Purpose: Intent, Not Implementation

The core building block of a UI Spec is purpose. It describes what a block should show and how it should behave — not how to implement it.

# This is a purpose:
- id: stats
  purpose: "Four metric cards showing total, completed, in progress, and overdue tasks"

# This is NOT how you write a spec (too implementation-specific):
- id: stats
  type: grid
  columns: 4
  gap: 16px
  children:
    - type: card
      padding: 20px

AI interprets purpose semantically. How closely the results match depends on how much detail the spec provides — a rough one-line purpose leaves room for interpretation, while a detailed spec with theme, palette, and nested blocks produces consistent results across different agents. You control the level of precision.

You can start with a rough one-line purpose and add detail later, only where it matters. This is called progressive precision — it is covered in detail in Patterns & Practices.

Self-Describing Formats

Both formats are designed so that AI agents understand them without additional instructions.
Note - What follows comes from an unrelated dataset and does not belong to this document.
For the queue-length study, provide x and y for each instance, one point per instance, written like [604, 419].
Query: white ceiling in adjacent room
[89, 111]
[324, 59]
The structure is semantically obvious: screens contain blocks, blocks have a purpose, entities have fields with types.

In practice this means you can paste a UI Spec into any AI chat — without explaining what the format is — and ask the agent to generate an HTML page, a native app screen, a Figma layout, or even an image mockup. The agent will interpret the spec correctly because the format reads like natural structured language.

This also means the formats are not locked to Spec Canvas. They are plain YAML text files that any tool or agent can read.

Works Anywhere

Spec Canvas is one way to work with these formats. But because the formats are plain text, they work anywhere.

In an AI chat. Copy the format description and your idea into Claude, GPT, Gemini, or any other agent. The agent creates a spec. Copy the spec back — or paste it into Spec Canvas for visual browsing.

In an IDE. Give the spec to Cursor, Windsurf, or any AI-assisted editor. The agent uses it as context while generating or modifying application code.

In a terminal agent. Pass the spec to Claude Code or a similar tool. The agent can scaffold a full application from the spec — backend, frontend, database.

In a repository. Store the spec as a YAML file alongside your code. It serves as compact, readable documentation of the application structure.

The format is the portable layer. Spec Canvas accelerates the workflow, but the spec itself travels wherever you need it.

Discovery Before Commitment

The traditional approach is to define everything upfront, implement, and then discover what is wrong. Evolutionary Specification reverses this.

You start with a minimal spec and generate working previews in minutes. Based on what you see, you refine the spec and repeat — before writing any production code.

This means decisions are informed by real visual output, not guesswork. And because changing a spec costs nothing compared to changing code, you can iterate as many times as needed.

When you are confident in the direction, the spec becomes the handoff artifact — a compact, structured document that any AI agent or developer can use to build the real application.